‘Social cost’ of noise pollution exceeds €155 billion in France
According to the World Health Organization (WHO), noise nuisance is the second environmental factor causing health problems in Europe, just after air pollution. In France alone, it causes about 40 000 premature deaths a year with a ‘social cost’ exceeding €155 billion. Traffic is one of the major malefactors.
Reducing speed by 10 km/hour already would have an impact on noise and air pollution and could have a yearly cost-benefit ratio equal to 685, the writers of the study by the National Council of Noise and the Ademe, the French agency for ecological transition. They also plead for the development of low-emission zones (cost-benefit 13), provided in the new climate law.
Being exposed to noise nuisance, especially traffic noise, implies a social cost of €155,7 billion annually in France.
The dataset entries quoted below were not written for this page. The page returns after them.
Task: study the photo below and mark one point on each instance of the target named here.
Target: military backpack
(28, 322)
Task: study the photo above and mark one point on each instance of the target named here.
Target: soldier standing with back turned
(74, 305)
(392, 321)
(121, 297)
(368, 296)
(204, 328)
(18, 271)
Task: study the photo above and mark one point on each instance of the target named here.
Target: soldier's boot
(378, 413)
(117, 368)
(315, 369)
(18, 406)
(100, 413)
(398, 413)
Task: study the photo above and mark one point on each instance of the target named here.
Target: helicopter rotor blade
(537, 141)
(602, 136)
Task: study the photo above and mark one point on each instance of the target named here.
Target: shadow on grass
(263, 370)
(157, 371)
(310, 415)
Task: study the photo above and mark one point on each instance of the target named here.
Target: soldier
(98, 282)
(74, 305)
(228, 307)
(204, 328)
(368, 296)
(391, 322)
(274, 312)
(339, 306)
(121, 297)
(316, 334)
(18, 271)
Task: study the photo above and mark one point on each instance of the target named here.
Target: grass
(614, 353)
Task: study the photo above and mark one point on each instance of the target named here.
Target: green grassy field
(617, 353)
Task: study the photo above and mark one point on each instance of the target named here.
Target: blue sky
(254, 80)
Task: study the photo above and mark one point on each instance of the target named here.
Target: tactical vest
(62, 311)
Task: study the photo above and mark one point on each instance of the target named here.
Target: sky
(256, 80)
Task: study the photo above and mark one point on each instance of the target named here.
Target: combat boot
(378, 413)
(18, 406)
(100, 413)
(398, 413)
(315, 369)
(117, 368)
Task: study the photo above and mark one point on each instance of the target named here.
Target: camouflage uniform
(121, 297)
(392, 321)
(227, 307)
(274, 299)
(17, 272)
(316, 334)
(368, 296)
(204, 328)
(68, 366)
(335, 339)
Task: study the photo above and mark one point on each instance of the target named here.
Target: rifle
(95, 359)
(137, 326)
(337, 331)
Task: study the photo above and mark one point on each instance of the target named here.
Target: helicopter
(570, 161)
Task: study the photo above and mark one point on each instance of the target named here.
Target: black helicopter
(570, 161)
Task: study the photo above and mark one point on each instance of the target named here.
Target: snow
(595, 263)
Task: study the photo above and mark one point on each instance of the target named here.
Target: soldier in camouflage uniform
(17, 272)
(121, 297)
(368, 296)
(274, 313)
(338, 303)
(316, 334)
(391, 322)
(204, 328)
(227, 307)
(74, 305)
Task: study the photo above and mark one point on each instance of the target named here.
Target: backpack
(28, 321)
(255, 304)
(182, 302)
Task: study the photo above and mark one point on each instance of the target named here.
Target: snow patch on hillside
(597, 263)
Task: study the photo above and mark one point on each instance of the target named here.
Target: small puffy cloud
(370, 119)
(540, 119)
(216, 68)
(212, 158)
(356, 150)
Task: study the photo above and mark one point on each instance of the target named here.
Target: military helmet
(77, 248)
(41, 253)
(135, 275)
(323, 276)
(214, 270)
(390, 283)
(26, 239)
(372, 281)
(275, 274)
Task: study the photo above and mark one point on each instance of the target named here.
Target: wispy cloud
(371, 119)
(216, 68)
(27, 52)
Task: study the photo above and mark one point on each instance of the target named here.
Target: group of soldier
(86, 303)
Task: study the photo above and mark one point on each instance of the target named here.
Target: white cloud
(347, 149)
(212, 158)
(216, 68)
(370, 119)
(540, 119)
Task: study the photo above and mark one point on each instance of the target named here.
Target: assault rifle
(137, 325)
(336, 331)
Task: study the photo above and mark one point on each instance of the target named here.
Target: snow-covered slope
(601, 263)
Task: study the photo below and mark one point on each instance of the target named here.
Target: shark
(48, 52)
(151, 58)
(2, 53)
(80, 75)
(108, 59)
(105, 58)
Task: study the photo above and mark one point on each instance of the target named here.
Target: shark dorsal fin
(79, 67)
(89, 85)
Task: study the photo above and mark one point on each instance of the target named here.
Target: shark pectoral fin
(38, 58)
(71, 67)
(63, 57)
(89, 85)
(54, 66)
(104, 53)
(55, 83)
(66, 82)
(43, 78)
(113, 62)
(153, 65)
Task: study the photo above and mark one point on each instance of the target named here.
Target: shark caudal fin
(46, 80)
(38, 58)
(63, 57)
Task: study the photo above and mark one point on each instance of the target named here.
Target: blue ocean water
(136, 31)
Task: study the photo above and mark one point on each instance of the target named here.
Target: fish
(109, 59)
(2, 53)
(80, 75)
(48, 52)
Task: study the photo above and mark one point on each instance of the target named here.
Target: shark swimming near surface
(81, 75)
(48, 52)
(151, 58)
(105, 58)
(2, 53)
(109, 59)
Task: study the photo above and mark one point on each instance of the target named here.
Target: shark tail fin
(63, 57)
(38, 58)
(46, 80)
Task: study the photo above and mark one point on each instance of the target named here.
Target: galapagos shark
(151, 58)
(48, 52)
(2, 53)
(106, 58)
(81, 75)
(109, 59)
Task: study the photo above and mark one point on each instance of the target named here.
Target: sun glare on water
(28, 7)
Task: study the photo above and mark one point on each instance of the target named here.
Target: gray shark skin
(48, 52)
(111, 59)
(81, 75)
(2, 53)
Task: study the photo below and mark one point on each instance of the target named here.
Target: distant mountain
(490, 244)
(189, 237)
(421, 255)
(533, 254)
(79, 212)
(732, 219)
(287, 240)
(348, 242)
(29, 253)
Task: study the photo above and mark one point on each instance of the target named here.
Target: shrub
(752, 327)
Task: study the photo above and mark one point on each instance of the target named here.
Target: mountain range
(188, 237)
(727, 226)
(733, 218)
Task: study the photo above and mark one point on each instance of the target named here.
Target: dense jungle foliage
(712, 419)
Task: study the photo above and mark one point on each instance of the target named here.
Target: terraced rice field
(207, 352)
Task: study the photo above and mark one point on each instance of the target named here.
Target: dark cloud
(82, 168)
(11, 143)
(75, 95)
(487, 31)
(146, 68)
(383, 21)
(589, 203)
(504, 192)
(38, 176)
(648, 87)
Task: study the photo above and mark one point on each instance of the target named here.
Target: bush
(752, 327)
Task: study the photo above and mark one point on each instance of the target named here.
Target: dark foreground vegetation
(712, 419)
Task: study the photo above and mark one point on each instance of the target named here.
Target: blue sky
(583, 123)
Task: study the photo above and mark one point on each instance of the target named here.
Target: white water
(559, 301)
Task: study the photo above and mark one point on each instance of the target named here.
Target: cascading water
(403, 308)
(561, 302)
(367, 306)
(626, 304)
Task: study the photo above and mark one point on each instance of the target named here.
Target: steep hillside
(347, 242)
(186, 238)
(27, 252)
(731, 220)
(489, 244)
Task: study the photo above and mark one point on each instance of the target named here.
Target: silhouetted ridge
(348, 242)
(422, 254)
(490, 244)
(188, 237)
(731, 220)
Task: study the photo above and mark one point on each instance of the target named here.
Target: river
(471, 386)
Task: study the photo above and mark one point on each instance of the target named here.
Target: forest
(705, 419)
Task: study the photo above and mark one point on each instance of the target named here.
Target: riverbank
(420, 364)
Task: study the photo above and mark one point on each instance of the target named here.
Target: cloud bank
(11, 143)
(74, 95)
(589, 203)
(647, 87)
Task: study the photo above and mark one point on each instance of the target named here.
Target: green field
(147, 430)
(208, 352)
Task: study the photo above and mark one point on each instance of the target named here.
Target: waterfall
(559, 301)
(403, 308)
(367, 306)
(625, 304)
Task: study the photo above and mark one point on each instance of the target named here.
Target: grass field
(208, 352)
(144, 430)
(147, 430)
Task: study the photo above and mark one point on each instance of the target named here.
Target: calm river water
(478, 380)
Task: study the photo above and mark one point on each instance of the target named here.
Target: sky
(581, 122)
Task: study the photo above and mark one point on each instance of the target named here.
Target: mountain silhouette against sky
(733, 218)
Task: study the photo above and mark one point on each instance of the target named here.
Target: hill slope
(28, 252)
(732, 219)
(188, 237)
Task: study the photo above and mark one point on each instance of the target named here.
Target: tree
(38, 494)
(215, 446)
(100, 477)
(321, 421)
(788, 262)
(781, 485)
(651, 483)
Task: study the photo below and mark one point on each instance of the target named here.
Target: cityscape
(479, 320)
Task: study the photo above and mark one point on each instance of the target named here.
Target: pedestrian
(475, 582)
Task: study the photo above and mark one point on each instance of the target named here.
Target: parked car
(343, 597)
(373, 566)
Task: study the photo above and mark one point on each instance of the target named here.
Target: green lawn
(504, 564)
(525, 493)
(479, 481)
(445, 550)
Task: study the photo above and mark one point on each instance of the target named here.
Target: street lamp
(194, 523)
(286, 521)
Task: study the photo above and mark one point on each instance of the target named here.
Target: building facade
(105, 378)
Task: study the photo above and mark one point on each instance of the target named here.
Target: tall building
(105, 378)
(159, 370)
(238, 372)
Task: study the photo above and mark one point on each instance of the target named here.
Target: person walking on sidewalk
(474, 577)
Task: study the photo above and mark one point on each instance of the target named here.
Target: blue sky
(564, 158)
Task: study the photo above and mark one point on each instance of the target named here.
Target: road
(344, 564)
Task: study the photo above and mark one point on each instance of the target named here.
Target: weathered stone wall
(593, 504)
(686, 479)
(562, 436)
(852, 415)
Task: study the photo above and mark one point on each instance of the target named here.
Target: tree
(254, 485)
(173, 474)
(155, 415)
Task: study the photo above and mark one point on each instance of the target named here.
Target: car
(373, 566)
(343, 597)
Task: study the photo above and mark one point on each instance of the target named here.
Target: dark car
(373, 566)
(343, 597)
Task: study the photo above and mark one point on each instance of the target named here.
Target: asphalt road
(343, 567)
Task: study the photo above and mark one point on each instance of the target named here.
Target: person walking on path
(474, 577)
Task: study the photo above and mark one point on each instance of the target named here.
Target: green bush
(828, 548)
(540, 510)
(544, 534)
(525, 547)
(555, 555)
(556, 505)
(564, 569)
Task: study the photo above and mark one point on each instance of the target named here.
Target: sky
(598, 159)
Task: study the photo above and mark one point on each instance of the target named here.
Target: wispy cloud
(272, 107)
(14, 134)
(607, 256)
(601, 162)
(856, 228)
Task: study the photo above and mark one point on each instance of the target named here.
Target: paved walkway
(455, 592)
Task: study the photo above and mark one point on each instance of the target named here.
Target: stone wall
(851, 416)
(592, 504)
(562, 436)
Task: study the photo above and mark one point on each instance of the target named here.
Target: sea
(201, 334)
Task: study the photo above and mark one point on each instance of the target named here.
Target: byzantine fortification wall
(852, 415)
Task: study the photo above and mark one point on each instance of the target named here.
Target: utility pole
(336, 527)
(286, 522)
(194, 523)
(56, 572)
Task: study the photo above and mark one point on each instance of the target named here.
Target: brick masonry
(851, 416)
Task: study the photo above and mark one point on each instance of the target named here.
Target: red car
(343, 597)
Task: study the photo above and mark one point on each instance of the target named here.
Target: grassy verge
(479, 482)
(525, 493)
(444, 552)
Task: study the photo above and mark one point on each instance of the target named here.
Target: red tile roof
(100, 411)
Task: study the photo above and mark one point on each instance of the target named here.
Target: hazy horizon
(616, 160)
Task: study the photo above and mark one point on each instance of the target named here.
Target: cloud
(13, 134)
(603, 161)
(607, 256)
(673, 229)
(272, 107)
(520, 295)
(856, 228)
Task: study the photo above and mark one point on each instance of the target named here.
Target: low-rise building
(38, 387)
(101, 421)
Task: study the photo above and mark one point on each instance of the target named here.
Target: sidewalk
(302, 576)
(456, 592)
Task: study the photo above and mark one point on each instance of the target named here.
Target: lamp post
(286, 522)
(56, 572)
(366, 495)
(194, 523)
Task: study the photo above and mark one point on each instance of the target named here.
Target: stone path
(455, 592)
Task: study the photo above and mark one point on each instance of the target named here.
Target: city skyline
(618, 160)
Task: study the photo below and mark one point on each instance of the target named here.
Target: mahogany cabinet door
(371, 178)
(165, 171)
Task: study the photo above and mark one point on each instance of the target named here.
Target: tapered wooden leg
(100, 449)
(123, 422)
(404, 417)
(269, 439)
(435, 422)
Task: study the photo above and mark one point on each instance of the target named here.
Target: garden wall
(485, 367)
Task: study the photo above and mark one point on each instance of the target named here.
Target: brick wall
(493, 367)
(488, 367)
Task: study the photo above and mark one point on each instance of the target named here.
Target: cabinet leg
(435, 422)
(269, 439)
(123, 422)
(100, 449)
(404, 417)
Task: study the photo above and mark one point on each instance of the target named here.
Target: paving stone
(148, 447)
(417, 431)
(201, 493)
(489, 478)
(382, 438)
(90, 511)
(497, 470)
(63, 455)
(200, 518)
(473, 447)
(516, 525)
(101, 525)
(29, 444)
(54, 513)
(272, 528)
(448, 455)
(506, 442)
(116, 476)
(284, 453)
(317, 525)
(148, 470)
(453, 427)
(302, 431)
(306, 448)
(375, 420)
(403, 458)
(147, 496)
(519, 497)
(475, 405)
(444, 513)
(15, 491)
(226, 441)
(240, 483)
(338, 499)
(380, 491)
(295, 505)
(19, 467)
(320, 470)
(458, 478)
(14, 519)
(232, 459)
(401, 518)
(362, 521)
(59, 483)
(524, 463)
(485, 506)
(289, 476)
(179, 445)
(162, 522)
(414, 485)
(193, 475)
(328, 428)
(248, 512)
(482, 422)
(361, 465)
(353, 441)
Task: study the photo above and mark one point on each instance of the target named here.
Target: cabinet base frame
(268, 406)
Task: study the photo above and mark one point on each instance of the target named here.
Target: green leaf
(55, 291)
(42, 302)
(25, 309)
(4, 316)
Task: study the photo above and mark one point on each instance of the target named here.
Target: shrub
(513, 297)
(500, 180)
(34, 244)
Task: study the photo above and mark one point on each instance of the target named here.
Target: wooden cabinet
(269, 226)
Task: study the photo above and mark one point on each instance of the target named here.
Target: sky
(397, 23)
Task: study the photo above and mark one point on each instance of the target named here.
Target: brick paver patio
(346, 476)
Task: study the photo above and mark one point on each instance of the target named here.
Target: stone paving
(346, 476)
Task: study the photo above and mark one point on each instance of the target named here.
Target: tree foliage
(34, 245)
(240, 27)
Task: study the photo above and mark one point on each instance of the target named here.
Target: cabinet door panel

Noise not only impacts people’s health, but it also has economical consequences: the loss of productivity or the depreciation of real estate in noisy areas.
Still, according to the study, a large majority of the ‘social costs’ are traffic-related, representing more than €106 billion, or 68% of total costs. Road traffic takes the lion’s share (52%), air transport (9%), and rail (7%), followed by noise from the neighborhood: private (11%) and other activities (5%), and others that are work-related or linked to school life (14%).
A previous study in 2016 estimated the social cost of noise nuisance at €57 billion. According to the authors, the spectacular increase is due to the improved map-making of the population exposed, an update of methodologies, and the integration of new recommendations by the WHO.